Parents have always loved their children, but at no time in history have we had such a child-focused culture of specialists, books, activities and expectations of, and for, our kids—not to mention so many parenting books. The collective hunger for support in parenting reflects a zeitgeist of insecurity, perhaps born of the of the paternalistic “science” that rose to dominance in the middle of the last century, and which divided many a parent from her instincts (i.e. suggesting that formula from a bottle was superior to breast milk). While these ideas may now seem misguided and out of fashion, the insecurity they bred ripples to the present day; we may have traded in the flavor of our parenting gurus and experts, but not quite gotten back to actually trusting our own instincts. While I like, espouse and may embody many of these new ideas as a “parenting-expert” in my own right, my central point is that they are only guidelines; when they are blindly embraced by insecure parents as unbending doctrine, they are no longer natural nor holistic in practice. The call to the hero’s journey as a parent is all about leaving the wide, and at times crunchy, trail and heading into the forest of our own true path with our own children—learning to trust ourselves through stepping up to do the unsung hard work of being there for our kids and by learning, via our own trials and errors, what works for us and our children. Passionately doing this is heroic.

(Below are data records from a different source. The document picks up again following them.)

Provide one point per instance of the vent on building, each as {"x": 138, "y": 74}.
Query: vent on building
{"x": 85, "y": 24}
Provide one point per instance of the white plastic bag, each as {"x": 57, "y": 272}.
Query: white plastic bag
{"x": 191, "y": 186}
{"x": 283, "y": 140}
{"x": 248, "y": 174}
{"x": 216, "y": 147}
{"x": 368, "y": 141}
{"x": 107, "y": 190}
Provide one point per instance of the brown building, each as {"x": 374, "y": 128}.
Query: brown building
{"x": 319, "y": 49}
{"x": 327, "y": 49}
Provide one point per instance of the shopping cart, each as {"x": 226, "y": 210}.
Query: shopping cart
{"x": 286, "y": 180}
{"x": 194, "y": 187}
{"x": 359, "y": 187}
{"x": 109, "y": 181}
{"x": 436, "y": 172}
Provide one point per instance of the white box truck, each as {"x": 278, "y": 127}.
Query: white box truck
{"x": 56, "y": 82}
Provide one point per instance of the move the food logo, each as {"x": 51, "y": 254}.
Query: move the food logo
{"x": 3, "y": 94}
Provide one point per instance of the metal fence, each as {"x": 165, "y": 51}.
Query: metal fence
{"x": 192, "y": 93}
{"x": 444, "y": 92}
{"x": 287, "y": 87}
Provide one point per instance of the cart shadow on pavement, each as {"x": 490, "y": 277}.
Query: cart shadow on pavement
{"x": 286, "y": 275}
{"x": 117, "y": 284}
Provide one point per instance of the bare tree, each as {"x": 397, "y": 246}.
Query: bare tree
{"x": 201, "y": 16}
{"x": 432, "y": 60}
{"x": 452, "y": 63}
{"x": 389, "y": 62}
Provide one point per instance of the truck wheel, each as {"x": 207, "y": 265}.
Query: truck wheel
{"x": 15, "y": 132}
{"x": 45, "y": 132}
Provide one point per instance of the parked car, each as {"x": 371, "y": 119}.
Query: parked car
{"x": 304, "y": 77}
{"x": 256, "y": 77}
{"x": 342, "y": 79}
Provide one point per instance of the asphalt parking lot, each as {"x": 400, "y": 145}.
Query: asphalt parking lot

On the other hand, times, and cultures, do actually change and our massive collective wish to be our best Selves as parents also reflects an ascending ethic of healing, nurturing and appreciating our children and the world we will leave them—a newly emerging, caregiving-as-heroic, zeitgeist. While we must each find a way to make parenting our own, by doing this as our best Selves we meet again in the collective town square to discover that we have made a better world for ourselves and our children.

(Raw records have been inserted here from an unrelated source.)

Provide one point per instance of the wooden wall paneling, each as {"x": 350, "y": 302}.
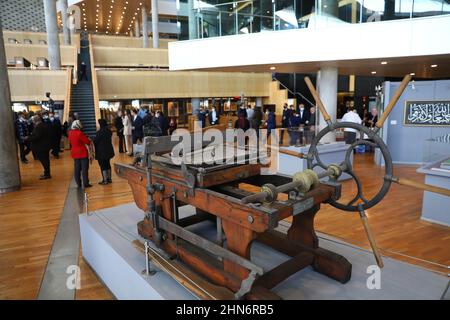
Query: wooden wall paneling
{"x": 33, "y": 51}
{"x": 20, "y": 36}
{"x": 118, "y": 84}
{"x": 130, "y": 57}
{"x": 125, "y": 41}
{"x": 31, "y": 85}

Parenting is a role, but it is also an attitude. We bring the spirit of the parent as hero to life in the way we interact with our children. The parent-hero may be the actual parent of a child, but she may also be a teacher, a nanny, a grandparent—anyone who steps up to get involved in child-rearing, educating, guiding and nurturing. This quiet sort of hero relates to and tends the world rather than conquering, exploiting or controlling it. I see these caregiver heroes showing up all around us—on field trips, at baseball and soccer games, at yoga class. I hear her compassionate heroism in the loving way she talks about everyone’s children at carpool, and in the way one man roots for the other man’s daughter as well as his own. It serves us parents to rethink our beliefs about what constitutes the hero. This may help us deepen our respect for, and improve our relationships with, the nannies, coaches, teachers and other helpers with whom our children interact.